Washington D.C., Apr 4, 2025 /
19:52 pm
Advocates for those with disabilities focused on what they call troubling trends in government-backed assisted suicide programs in the United States and Canada during a panel on the subject held Friday at the 2025 annual conference of the Religion News Association.
Although physician-assisted suicide is still illegal in most parts of the world, the practice is currently legal in about a dozen countries, including Canada, Germany, Spain, and Belgium, along with 10 U.S. states and the District of Columbia.
The phenomenon is causing growing concern for patients’ rights advocates and disability rights advocates who have warned that jurisdictions that allow assisted suicide are failing to provide necessary life-affirming care for vulnerable populations in need of it and are rather encouraging suicide as a cheaper, quicker, and easier option.
According to Matt Vallière, executive director of the Patients Rights Action Fund, U.S. state-level assisted suicide programs are discriminatory against people with life-threatening conditions and are a violation of the Americans with Disabilities Act.
Vallière spoke at the conference along with Krista Carr, CEO of Inclusion Canada, during an April 4 panel moderated by EWTN News President Montse Alvarado.
Illustrating the problem, Vallière pointed out that many states do “not guarantee palliative care,” yet “they will pay for every instance of assisted suicide.”
“I don’t call that autonomy, I call that eugenics,” he emphasized.
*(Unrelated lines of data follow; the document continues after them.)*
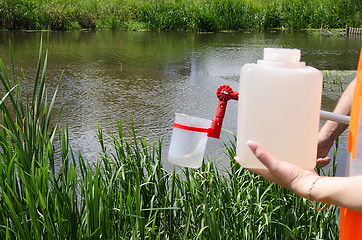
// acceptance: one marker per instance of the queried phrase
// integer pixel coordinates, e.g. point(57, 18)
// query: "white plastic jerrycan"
point(188, 141)
point(279, 106)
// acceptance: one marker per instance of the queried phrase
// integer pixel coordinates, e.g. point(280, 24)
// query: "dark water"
point(151, 75)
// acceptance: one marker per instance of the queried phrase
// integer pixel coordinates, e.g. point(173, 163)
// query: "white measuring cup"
point(188, 140)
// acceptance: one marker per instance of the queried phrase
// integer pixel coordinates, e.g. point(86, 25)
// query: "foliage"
point(200, 15)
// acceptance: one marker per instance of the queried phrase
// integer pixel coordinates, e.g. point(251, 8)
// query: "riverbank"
point(186, 15)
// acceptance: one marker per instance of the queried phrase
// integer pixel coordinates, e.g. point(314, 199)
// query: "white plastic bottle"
point(279, 106)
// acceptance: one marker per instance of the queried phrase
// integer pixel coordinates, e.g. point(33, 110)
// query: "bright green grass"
point(200, 15)
point(126, 193)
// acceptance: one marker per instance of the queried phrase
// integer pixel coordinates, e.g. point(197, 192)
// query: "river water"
point(148, 76)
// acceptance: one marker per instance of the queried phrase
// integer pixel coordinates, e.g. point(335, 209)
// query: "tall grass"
point(126, 193)
point(200, 15)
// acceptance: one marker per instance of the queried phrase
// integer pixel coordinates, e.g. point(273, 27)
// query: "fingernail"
point(252, 145)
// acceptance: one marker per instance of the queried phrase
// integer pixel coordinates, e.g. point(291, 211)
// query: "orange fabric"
point(355, 112)
point(350, 225)
point(350, 221)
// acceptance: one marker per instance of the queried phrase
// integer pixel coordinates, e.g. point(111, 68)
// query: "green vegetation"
point(198, 15)
point(127, 194)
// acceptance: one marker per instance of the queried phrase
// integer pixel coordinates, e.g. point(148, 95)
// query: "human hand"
point(285, 174)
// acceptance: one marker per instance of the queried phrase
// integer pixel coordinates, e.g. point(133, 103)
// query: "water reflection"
point(151, 75)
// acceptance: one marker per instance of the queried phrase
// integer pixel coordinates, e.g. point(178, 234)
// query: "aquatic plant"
point(126, 193)
point(200, 15)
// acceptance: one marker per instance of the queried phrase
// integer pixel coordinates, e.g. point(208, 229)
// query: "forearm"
point(342, 191)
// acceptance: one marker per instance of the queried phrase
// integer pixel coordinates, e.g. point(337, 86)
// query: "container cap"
point(281, 54)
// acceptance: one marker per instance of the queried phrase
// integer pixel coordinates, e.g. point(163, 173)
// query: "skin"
point(331, 130)
point(339, 191)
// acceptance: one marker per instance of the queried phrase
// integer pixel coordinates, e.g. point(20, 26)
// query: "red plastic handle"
point(224, 94)
point(189, 128)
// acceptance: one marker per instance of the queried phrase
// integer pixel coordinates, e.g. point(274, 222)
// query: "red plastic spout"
point(224, 93)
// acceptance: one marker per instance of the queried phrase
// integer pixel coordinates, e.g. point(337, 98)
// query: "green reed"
point(126, 193)
point(200, 15)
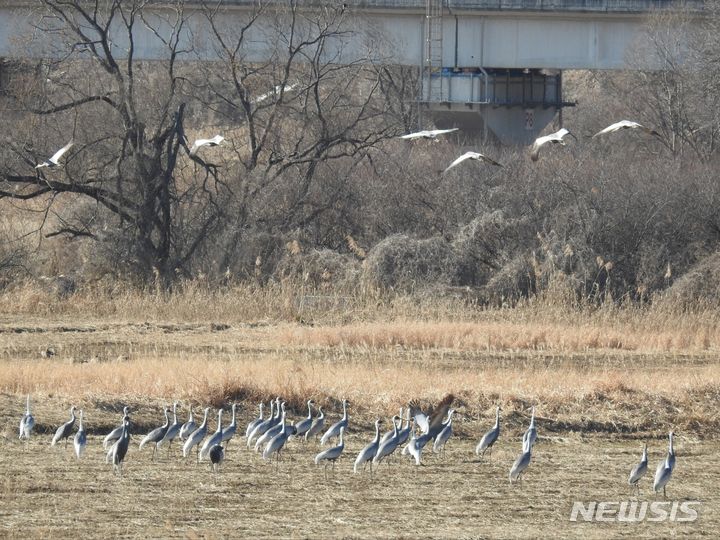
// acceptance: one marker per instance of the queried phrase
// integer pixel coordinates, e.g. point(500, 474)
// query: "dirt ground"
point(46, 492)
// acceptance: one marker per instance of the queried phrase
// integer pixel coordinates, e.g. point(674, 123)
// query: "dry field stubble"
point(601, 385)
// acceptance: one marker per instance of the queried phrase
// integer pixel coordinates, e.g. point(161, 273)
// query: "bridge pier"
point(514, 105)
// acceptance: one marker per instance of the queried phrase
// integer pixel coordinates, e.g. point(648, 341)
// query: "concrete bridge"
point(485, 64)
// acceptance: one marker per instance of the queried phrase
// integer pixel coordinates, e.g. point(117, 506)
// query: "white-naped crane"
point(277, 443)
point(444, 436)
point(553, 138)
point(317, 425)
point(431, 134)
point(54, 161)
point(64, 431)
point(331, 454)
point(665, 468)
point(389, 446)
point(27, 422)
point(118, 451)
point(334, 430)
point(368, 453)
point(490, 438)
point(156, 435)
point(522, 462)
point(638, 471)
point(172, 431)
point(80, 440)
point(252, 425)
point(216, 455)
point(274, 430)
point(263, 426)
point(116, 433)
point(531, 431)
point(215, 438)
point(196, 437)
point(229, 432)
point(304, 425)
point(626, 124)
point(199, 143)
point(188, 427)
point(393, 432)
point(475, 156)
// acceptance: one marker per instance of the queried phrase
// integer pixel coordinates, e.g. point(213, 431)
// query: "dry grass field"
point(602, 383)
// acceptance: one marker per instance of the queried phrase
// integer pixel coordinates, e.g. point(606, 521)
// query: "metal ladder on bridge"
point(432, 68)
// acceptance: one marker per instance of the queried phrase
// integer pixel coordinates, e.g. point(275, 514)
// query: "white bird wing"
point(57, 155)
point(436, 132)
point(416, 135)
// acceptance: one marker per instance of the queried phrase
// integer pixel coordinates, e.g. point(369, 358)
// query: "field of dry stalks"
point(602, 382)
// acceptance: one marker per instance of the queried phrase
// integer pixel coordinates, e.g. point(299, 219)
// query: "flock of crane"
point(269, 435)
point(553, 138)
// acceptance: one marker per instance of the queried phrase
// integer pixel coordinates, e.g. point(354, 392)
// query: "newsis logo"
point(635, 511)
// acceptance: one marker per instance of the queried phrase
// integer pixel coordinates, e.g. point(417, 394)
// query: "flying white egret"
point(54, 161)
point(490, 437)
point(367, 454)
point(64, 431)
point(80, 440)
point(199, 143)
point(626, 124)
point(638, 471)
point(331, 454)
point(665, 469)
point(475, 156)
point(555, 138)
point(427, 134)
point(334, 430)
point(27, 422)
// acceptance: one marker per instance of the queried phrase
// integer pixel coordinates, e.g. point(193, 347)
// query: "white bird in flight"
point(472, 155)
point(427, 134)
point(199, 143)
point(626, 124)
point(556, 137)
point(54, 161)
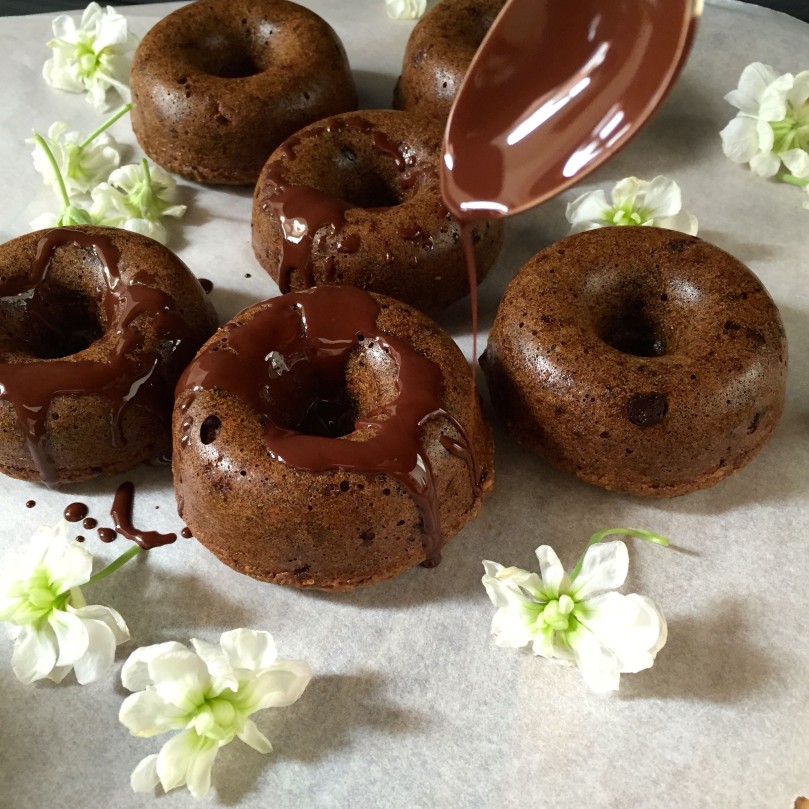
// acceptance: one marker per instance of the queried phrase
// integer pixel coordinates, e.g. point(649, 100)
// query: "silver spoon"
point(557, 87)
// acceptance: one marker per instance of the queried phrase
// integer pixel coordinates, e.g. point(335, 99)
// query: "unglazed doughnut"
point(329, 438)
point(218, 84)
point(638, 359)
point(96, 325)
point(438, 54)
point(355, 200)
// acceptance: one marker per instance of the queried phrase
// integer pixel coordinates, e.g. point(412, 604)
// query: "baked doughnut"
point(96, 325)
point(218, 84)
point(329, 438)
point(355, 200)
point(638, 359)
point(438, 54)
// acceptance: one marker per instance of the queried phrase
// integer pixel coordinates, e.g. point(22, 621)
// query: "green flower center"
point(793, 131)
point(558, 613)
point(627, 215)
point(39, 599)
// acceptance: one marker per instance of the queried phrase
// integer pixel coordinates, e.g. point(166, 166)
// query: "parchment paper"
point(411, 704)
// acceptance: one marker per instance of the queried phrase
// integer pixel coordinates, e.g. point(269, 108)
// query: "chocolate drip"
point(553, 93)
point(306, 212)
point(128, 375)
point(121, 513)
point(290, 358)
point(76, 511)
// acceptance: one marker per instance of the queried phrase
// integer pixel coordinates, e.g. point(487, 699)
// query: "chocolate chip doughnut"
point(355, 200)
point(218, 84)
point(638, 359)
point(329, 438)
point(438, 54)
point(96, 325)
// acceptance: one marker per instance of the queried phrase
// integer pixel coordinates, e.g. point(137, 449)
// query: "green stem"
point(42, 143)
point(598, 536)
point(113, 566)
point(793, 180)
point(106, 125)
In Canada, Carr’s organization has filed a lawsuit against Canada’s medical assistance in dying (MAID) program. The lawsuit focuses on the country’s expansion of MAID to include people with disabilities that are not immediately life-threatening.
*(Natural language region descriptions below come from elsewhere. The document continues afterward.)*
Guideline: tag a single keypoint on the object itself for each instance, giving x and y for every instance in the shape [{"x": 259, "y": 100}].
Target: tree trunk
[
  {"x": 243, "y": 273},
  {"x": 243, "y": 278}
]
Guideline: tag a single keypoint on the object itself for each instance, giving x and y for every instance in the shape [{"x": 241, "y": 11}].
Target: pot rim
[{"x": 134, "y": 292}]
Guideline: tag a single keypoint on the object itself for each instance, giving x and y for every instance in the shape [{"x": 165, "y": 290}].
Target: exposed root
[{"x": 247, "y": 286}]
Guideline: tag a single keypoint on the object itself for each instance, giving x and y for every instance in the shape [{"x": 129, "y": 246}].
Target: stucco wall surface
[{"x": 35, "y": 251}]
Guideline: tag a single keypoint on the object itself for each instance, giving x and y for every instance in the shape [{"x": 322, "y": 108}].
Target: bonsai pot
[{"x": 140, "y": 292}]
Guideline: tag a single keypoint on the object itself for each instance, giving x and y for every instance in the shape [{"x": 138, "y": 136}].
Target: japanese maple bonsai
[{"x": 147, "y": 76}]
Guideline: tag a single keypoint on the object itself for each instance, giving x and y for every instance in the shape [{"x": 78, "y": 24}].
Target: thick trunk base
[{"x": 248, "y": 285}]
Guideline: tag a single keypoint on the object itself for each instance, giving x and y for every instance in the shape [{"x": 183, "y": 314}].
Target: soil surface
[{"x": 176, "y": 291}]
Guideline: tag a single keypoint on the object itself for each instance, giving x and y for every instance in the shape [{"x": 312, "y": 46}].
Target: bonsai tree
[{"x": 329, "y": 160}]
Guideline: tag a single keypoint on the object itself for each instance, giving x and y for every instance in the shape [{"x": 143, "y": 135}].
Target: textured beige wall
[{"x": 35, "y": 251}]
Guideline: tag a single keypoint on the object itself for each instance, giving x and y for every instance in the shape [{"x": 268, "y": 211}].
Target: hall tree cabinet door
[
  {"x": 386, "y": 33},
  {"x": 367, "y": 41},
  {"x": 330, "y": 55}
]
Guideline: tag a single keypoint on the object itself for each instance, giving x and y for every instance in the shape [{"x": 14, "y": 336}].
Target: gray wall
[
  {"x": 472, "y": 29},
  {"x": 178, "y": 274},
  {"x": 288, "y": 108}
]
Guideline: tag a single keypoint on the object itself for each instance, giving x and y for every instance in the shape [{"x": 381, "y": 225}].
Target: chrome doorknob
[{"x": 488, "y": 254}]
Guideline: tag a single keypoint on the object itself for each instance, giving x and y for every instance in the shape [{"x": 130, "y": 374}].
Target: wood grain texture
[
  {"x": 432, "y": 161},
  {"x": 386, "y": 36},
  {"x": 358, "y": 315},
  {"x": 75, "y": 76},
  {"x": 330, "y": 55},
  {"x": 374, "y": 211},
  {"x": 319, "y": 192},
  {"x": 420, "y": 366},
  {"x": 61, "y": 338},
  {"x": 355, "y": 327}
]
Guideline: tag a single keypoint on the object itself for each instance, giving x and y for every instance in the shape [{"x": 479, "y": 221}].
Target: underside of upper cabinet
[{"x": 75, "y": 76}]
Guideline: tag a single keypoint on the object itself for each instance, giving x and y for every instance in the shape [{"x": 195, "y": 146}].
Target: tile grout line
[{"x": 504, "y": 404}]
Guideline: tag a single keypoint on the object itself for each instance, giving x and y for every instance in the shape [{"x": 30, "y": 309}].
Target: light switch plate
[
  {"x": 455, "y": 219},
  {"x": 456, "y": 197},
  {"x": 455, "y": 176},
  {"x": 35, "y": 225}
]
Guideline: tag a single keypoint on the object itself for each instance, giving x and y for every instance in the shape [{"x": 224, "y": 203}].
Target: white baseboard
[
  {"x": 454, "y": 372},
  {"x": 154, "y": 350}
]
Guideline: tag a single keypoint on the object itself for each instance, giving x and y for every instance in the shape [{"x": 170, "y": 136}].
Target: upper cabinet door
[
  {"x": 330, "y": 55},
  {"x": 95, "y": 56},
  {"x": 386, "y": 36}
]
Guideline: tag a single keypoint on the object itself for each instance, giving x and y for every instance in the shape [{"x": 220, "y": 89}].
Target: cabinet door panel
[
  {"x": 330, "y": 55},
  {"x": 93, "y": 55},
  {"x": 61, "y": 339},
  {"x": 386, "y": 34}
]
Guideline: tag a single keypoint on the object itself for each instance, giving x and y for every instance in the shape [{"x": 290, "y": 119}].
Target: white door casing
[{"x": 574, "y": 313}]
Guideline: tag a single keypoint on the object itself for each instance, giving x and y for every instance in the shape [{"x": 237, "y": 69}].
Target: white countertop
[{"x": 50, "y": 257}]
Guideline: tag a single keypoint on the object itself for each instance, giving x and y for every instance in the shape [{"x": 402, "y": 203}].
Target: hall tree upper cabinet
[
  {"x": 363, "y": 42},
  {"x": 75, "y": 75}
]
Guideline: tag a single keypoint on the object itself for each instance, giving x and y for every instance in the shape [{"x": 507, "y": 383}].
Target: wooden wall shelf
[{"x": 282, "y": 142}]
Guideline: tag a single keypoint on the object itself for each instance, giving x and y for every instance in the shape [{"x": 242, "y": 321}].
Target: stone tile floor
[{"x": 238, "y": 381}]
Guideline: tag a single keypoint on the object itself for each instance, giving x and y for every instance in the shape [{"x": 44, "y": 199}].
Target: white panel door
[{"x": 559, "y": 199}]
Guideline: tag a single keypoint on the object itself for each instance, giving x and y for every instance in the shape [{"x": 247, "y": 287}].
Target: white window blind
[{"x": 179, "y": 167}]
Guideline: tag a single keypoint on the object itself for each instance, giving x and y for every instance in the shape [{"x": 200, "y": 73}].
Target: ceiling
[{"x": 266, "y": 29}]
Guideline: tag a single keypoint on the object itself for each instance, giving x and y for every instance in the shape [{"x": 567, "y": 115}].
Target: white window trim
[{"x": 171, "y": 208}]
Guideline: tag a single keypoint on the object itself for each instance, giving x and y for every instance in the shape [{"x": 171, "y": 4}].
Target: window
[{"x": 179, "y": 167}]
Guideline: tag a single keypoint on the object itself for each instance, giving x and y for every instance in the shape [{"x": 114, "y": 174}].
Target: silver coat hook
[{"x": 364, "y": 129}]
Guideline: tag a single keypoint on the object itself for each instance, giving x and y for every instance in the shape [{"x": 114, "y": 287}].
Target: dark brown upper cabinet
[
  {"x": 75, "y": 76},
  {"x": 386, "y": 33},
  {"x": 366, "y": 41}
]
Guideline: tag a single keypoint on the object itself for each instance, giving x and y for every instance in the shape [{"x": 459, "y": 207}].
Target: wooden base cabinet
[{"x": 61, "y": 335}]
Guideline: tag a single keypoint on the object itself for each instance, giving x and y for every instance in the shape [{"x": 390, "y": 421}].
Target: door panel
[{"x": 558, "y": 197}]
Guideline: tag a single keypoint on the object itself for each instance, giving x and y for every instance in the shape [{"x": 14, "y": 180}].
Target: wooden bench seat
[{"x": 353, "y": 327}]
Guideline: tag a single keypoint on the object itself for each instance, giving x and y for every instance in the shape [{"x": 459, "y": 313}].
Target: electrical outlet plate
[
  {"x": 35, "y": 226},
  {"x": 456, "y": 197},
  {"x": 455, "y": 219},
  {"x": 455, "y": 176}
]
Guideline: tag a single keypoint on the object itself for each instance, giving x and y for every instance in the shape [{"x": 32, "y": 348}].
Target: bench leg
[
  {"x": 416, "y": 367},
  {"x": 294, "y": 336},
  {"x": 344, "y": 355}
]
Canada has expanded the program, Carr explained, to “people with an incurable disease or disability who are not dying, so they’re not at [the] end of life and their death is not reasonably foreseeable,” Carr indicated. She noted the government plans to expand the program even further in 2027 to include people who have mental illnesses.
Carr warned that “it’s being called a choice,” but “it’s not a choice.” Similar to Vallière’s concerns with the United States, Carr said assisted suicide is being pushed on people who are in “a desperate situation where they can’t get the support they need.”
According to Carr, Canada does not guarantee a right to live a decent life, but “we do have a right, a funded right, to a lethal injection.”
Carr noted that last week, the United Nations Committee on the Rights of Persons with Disabilities recommended that Canada repeal the application of the MAID program to people “whose natural death is not reasonably foreseeable” as well as halt extension of the program to people whose “sole underlying medical condition is a mental illness.”